WCC breaks ground for library
Lance Sabado and Victor Siliata
A long-awaited dream moved a step closer to reality with the March 19 groundbreaking ceremony for WCC's new $41.6 million Library Learning Commons.
Now work can officially begin on what UH President M.R.C. Greenwood called "a wonderful new building — modern, innovative, energy-efficient and truly a representation of the 21st century."
The new three-story library is envisioned as a campus gathering place and will be home to media labs, the learning and tutoring center, academic computing, a Hawaiian collection and even a coffee shop.
Designed by Architects Hawaii, the structure has been called "a model of sustainability" with the goal of attaining a LEED (Leadership in Energy and Environmental Design) silver certification.
"This library will be the heart of the campus, even the community," said architect Glenn Yokotake. "Every aspect of the building construction and ongoing maintenance has been reviewed to reduce energy consumption, water use and waste."
The groundbreaking ceremony drew some of the many people who have been part of WCC's history and the campaign to replace the current cramped, leaky structure the college has used for the past 38 years.
"So many people have worked together to make this building a reality," said WCC Chancellor Doug Dykstra. "It took a generation of group effort from community, faculty, staff and students."
The ceremony began with a procession by Hawaiian Studies students and a blessing of the land.
This was followed by remarks from UH officials, community representatives, and key people involved with the project.
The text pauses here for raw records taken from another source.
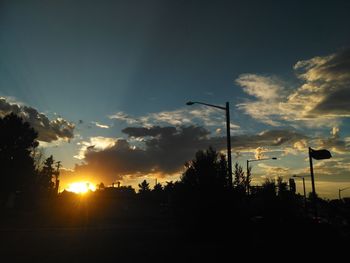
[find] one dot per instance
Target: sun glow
(81, 187)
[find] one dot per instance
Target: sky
(105, 84)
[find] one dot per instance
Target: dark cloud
(333, 74)
(166, 149)
(152, 131)
(48, 130)
(335, 103)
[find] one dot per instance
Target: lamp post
(256, 160)
(302, 177)
(228, 135)
(340, 190)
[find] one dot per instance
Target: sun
(81, 187)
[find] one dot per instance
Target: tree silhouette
(208, 171)
(157, 188)
(46, 175)
(239, 179)
(17, 141)
(144, 187)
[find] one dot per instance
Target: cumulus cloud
(185, 116)
(103, 126)
(321, 98)
(334, 143)
(271, 170)
(48, 130)
(164, 150)
(95, 143)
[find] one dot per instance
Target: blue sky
(119, 64)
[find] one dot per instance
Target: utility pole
(57, 173)
(313, 184)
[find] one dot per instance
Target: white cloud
(103, 126)
(95, 143)
(320, 100)
(185, 116)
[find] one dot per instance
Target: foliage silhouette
(17, 141)
(144, 187)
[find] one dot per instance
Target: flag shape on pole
(320, 154)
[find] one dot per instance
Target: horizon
(105, 86)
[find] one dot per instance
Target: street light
(228, 135)
(256, 160)
(340, 190)
(302, 177)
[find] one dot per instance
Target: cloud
(164, 150)
(270, 170)
(200, 115)
(321, 98)
(48, 130)
(261, 87)
(103, 126)
(95, 143)
(334, 143)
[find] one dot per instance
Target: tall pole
(313, 183)
(304, 192)
(228, 131)
(247, 177)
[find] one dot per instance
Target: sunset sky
(105, 84)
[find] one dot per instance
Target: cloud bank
(48, 130)
(321, 99)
Then, dignitaries performed the actual "breaking of the ground" with o'o sticks. Hula performances and entertainment wrapped up the event.
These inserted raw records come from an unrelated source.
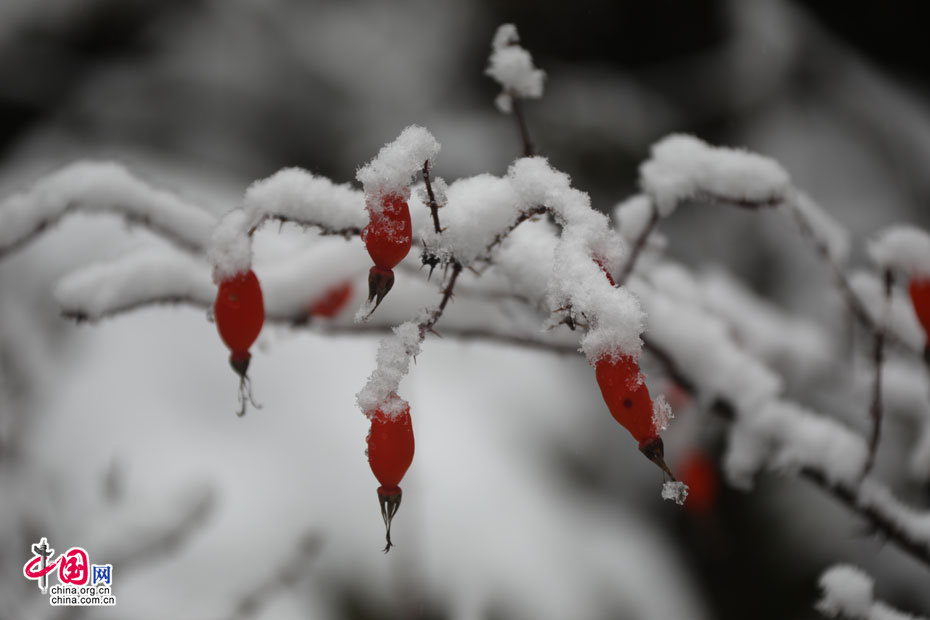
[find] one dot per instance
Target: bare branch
(875, 409)
(638, 245)
(433, 205)
(525, 141)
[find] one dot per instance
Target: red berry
(333, 301)
(700, 474)
(390, 452)
(239, 312)
(627, 396)
(920, 297)
(390, 447)
(389, 233)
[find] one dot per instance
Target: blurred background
(525, 500)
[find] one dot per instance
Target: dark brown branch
(433, 205)
(638, 245)
(524, 216)
(348, 232)
(525, 141)
(427, 325)
(849, 295)
(742, 203)
(875, 408)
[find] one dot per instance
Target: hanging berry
(628, 400)
(388, 238)
(240, 313)
(390, 452)
(333, 301)
(698, 471)
(920, 296)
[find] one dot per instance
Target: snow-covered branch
(101, 187)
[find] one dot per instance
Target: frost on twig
(155, 276)
(684, 168)
(295, 195)
(847, 592)
(902, 248)
(512, 67)
(101, 187)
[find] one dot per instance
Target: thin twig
(875, 409)
(526, 142)
(433, 205)
(638, 245)
(427, 324)
(879, 517)
(852, 300)
(524, 216)
(348, 232)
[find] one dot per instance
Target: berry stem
(433, 205)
WCC's former head librarian DeEtta Wilson spoke emotionally of the effort that went into launching the new library.
"Today's groundbreaking is a great beginning and a thankful conclusion," she said.
"I want to say thank you to Nancy Heu (WCC's current head librarian) and to all of the others who carried on the huge task of developing our hopes and dreams into a tangible reality."
Plans to create the new library have been in the works for decades. When WCC inherited the library building in the 1970s, the library roof leaked and the extreme moisture made the shelves rust. As Wilson describes it, "the books had beards of mold."
Furthermore, the library has been running out of room because of the steady increase in the number of books, DVD's and other learning resources.
Heu explained, "Right now, the Hawaiian collection is crowded behind the circulation desk," adding that when a class comes in, she and the library staff have to shuffle tables around to make space for students to sit.
These conditions spurred the campaign for a new library. In 2006, WCC students, staff, faculty and people in the community banded together to seek $2.59 million in design funds for the new building.
Encouraged by Windward area legislators, the next year they gathered more than 4,750 signatures on petitions and made more visits to the Capitol to plead their case.
The result was the $41.6 million appropriation for construction and a lesson in political activism for students.
Former WCC student Ignacio Fleishour, who played a key role in the campaign, said,"This facility is proof of what can be accomplished when many people use their focus and determination to get things done.
"Windward and the students deserve a world-class facility like the one being built. It can be a place of refuge and a place for new beginnings."
Mikki O'Phelan, a former WCC student who also had a huge part in the campaign, spoke positively about the new library's impact on all WCC students.
"The new library represents a lot of possibilities for all students: in particular, wheel-chaired students will have better access, tutors will have better resources and everyone will have a nice building to work in. It's opportunities for WCC students all around," said O'Phelan.
Windward legislators emphasized the importance of the library for the larger community. Sen. Jill Tokuda, chair of the Senate Higher Education Committee said, "This is going to be one of the biggest projects out there. Because of the tough economy, what this project represents is jobs for our construction industry, for our trades."
Rep. Ken Ito added, "Windward Community College is the best kept secret in the whole university system. I hope people realize this is the place to get a really good education."
The library is expected to be completed in two years. During construction, architect Terry McFarland said at the ceremony, "There will be noise and there will be dust. But it will all be worth it in the end."